Ia mengklaim keputusan tersebut diambil berdasarkan kajian hukum dan tidak sekadar merespons tekanan publik.
Namun, ketua Ikatan Ahli Geologi Indonesia (IAGI), Stj Budi Santoso, mengingatkan pentingnya pengelolaan berbasis data ilmiah dan transparansi perusahaan dalam mematuhi aturan lingkungan.
Ia juga menyoroti pentingnya keseimbangan antara kepentingan ekonomi, ekologi, dan sosial, apalagi Raja Ampat dikenal sebagai kawasan wisata unggulan yang terbentuk dari batuan gamping hasil proses geologi unik.

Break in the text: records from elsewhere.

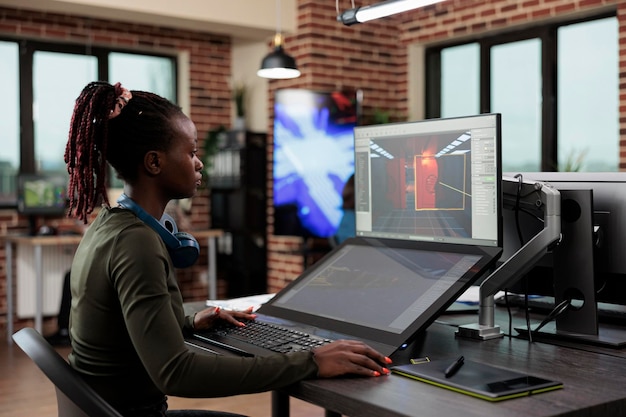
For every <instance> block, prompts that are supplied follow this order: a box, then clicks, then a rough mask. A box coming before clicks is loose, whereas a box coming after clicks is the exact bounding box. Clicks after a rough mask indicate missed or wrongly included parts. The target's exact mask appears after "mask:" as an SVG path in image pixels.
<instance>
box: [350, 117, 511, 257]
mask: <svg viewBox="0 0 626 417" xmlns="http://www.w3.org/2000/svg"><path fill="white" fill-rule="evenodd" d="M500 135H501V128H500V115H499V114H483V115H478V116H469V117H458V118H450V119H429V120H423V121H418V122H408V123H394V124H385V125H373V126H359V127H356V128H355V129H354V139H355V172H356V176H355V197H356V198H355V200H356V201H355V211H356V232H357V235H358V236H369V237H379V238H392V239H406V240H423V241H434V242H443V243H457V244H470V245H482V246H493V247H501V239H502V232H501V204H502V202H501V191H500V190H501V188H500V187H501V184H500V178H501V167H500V160H501V157H500V155H501V149H500V148H501V137H500Z"/></svg>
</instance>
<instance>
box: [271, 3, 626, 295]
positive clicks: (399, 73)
mask: <svg viewBox="0 0 626 417" xmlns="http://www.w3.org/2000/svg"><path fill="white" fill-rule="evenodd" d="M374 2H375V1H361V2H359V3H358V4H359V5H365V4H372V3H374ZM321 3H324V4H321ZM339 5H340V7H342V8H348V7H350V2H346V1H343V2H339ZM611 9H612V10H618V19H619V28H620V29H619V32H620V42H619V48H620V54H619V56H620V58H619V67H620V103H621V106H620V137H621V140H620V148H621V153H620V155H621V157H620V169H622V170H626V2H624V1H619V0H604V1H603V0H448V1H445V2H443V3H440V4H437V5H434V6H429V7H426V8H424V9H422V10H417V11H412V12H408V13H404V14H401V15H398V16H395V17H394V18H390V19H385V20H386V21H385V22H383V21H373V22H368V23H366V24H363V25H354V26H351V27H345V26H343V25H341V24H340V23H338V22H336V21H335V17H336V14H337V13H336V10H335V4H334V2H332V1H328V2H319V1H315V0H299V1H298V29H297V34H296V35H294V36H290V37H287V38H286V42H285V49H286V50H287V51H288V52H289V53H290V54H292V55H293V56H294V57H295V58H296V61H297V63H298V66H299V68H300V69H301V71H303V76H302V77H300V78H297V79H295V80H289V81H276V82H272V83H271V85H270V89H271V90H274V89H276V88H283V87H296V88H313V89H334V88H361V89H363V90H364V95H363V96H364V98H363V101H364V103H363V105H364V115H365V119H366V122H367V118H368V117H370V116H371V115H372V114H373V110H374V109H375V108H383V109H389V110H392V112H393V113H394V114H395V115H396V117H397V118H402V117H403V116H404V115H406V114H407V88H408V87H407V86H408V83H407V80H408V77H409V76H410V74H408V67H407V52H406V46H407V45H409V44H422V45H428V44H432V43H437V42H444V41H450V40H453V39H455V38H462V37H467V36H473V35H480V34H483V33H484V34H492V33H497V32H500V31H505V30H511V29H514V28H516V27H527V26H531V25H535V24H538V23H540V22H541V21H546V20H548V19H552V20H554V19H571V18H572V17H578V16H586V15H594V14H598V13H600V12H603V11H607V10H611ZM342 10H343V9H342ZM269 105H270V115H271V114H272V110H271V105H272V103H270V104H269ZM268 132H269V141H268V142H269V147H268V160H269V161H270V162H269V164H268V177H269V178H270V180H269V181H268V190H269V193H270V199H269V200H268V213H269V218H268V224H269V225H270V226H269V229H268V243H269V246H268V260H269V264H268V289H269V291H270V292H273V291H277V290H279V289H280V288H282V287H284V286H285V285H286V284H287V283H288V282H290V281H291V280H293V278H295V277H296V276H297V275H299V274H300V273H301V272H302V269H303V265H304V264H303V258H302V256H301V254H300V253H299V252H300V247H301V244H302V242H301V241H300V239H297V238H290V237H283V236H273V234H272V224H273V218H272V210H271V209H272V207H271V205H272V201H271V189H272V186H271V175H272V170H271V159H272V125H271V123H269V125H268Z"/></svg>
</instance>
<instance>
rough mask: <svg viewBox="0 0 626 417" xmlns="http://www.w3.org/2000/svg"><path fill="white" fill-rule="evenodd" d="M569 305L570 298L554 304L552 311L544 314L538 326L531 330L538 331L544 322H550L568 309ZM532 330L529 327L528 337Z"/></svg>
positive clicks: (544, 322) (529, 337) (529, 336)
mask: <svg viewBox="0 0 626 417" xmlns="http://www.w3.org/2000/svg"><path fill="white" fill-rule="evenodd" d="M570 306H571V300H563V301H561V302H560V303H559V304H557V305H556V306H554V308H553V309H552V311H550V313H549V314H548V315H547V316H546V318H545V319H543V320H542V322H541V323H539V326H537V328H536V329H535V330H533V331H532V332H538V331H539V330H541V328H542V327H543V326H545V325H546V324H548V323H550V322H551V321H552V320H555V319H556V318H557V317H559V316H560V315H561V314H563V313H565V312H566V311H567V310H568V309H569V307H570ZM532 332H531V331H530V327H529V332H528V337H529V338H530V334H531V333H532Z"/></svg>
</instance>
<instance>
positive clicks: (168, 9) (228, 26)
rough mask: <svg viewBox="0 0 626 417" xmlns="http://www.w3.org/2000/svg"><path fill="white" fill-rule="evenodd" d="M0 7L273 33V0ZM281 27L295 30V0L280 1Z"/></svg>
mask: <svg viewBox="0 0 626 417" xmlns="http://www.w3.org/2000/svg"><path fill="white" fill-rule="evenodd" d="M0 6H10V7H16V8H24V9H31V10H40V11H49V12H57V13H72V14H81V15H85V16H92V17H98V18H104V19H111V20H118V21H124V22H131V23H147V24H154V25H161V26H169V27H177V28H185V29H191V30H198V31H203V32H210V33H219V34H227V35H230V36H232V37H233V38H235V39H237V38H241V39H252V40H256V41H260V40H264V39H265V40H267V39H270V37H271V36H272V35H273V34H274V32H275V31H276V23H277V15H278V13H277V2H276V0H226V1H224V0H182V1H181V0H179V1H171V0H0ZM280 8H281V13H280V26H281V29H282V30H283V31H284V32H293V31H295V28H296V0H280Z"/></svg>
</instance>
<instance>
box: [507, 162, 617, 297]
mask: <svg viewBox="0 0 626 417" xmlns="http://www.w3.org/2000/svg"><path fill="white" fill-rule="evenodd" d="M518 174H521V175H522V177H523V178H524V179H526V180H536V181H541V182H546V183H549V184H550V185H552V186H553V187H554V188H556V189H557V190H560V191H564V190H591V191H592V210H593V230H592V231H591V233H593V236H594V239H595V242H594V250H593V254H588V255H590V256H593V257H594V268H595V282H596V288H597V293H596V296H597V300H598V301H602V302H607V303H615V304H626V209H625V208H626V172H602V173H600V172H593V173H592V172H526V173H518ZM504 175H510V176H512V175H515V174H512V173H511V174H504ZM567 208H568V206H567V205H565V207H563V206H562V207H561V210H562V212H563V213H562V217H564V220H567V219H568V217H567V213H565V212H564V211H565V210H567ZM504 215H505V224H504V246H503V254H502V257H501V260H505V259H507V258H508V257H509V256H510V255H511V254H512V253H513V252H514V251H515V250H516V245H518V244H517V243H516V241H517V239H518V238H517V236H516V235H517V233H516V231H515V226H514V223H513V221H512V219H508V216H509V215H510V213H509V214H507V213H506V212H505V213H504ZM522 221H523V222H524V223H523V227H522V229H523V230H524V231H526V232H527V233H528V234H531V233H532V232H533V230H537V228H538V227H540V224H539V222H538V221H537V220H536V219H534V218H533V217H532V216H523V217H522ZM580 255H582V254H572V256H580ZM585 256H586V255H585ZM552 263H553V260H552V257H551V256H548V257H546V258H545V259H543V260H541V261H540V262H539V264H538V268H542V267H543V268H546V269H545V271H541V270H535V271H533V273H531V274H530V279H529V282H528V283H529V286H530V287H529V290H530V292H531V293H532V294H537V295H553V294H554V293H553V288H552V282H551V280H550V279H545V278H541V277H545V275H544V274H543V272H547V273H548V274H551V273H552V271H551V270H550V268H551V267H552V266H553V265H552ZM537 277H538V278H537Z"/></svg>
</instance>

Desakan Perlindungan Penuh dan Kekhawatiran Konflik Sosial
Meski pencabutan empat IUP diapresiasi, Greenpeace Indonesia dan Persekutuan Gereja-Gereja di Indonesia (PGI) menuntut pemerintah mencabut seluruh izin tambang, termasuk milik PT GAG Nikel. Mereka khawatir akan adanya upaya pemulihan izin yang telah dicabut melalui jalur hukum.
Aliansi masyarakat lokal seperti Aliansi Jaga Alam Raja Ampat telah lama menolak tambang karena dianggap merusak ruang hidup dan ekosistem. Mereka mendesak pemerintah untuk memulihkan lahan yang telah dirusak, serta menghindari konflik sosial akibat keberadaan tambang.
PGI juga meminta pemerintah meninjau kembali dokumen AMDAL dan AMDAS perusahaan tambang yang masih aktif. Mereka mengingatkan bahwa pencemaran seperti kasus Sungai Jikwa di Papua jangan sampai terulang di Raja Ampat.
Pemerintah dinilai memiliki tanggung jawab moral dan hukum untuk menjaga kawasan yang selama ini menjadi ikon wisata alam Indonesia. Apalagi banyak area sudah rusak akibat pembabatan hutan sebelum izin mereka resmi dicabut.
Maka, pemulihan pasca tambang harus dilakukan secara cepat dan menyeluruh untuk mencegah kerusakan lebih lanjut.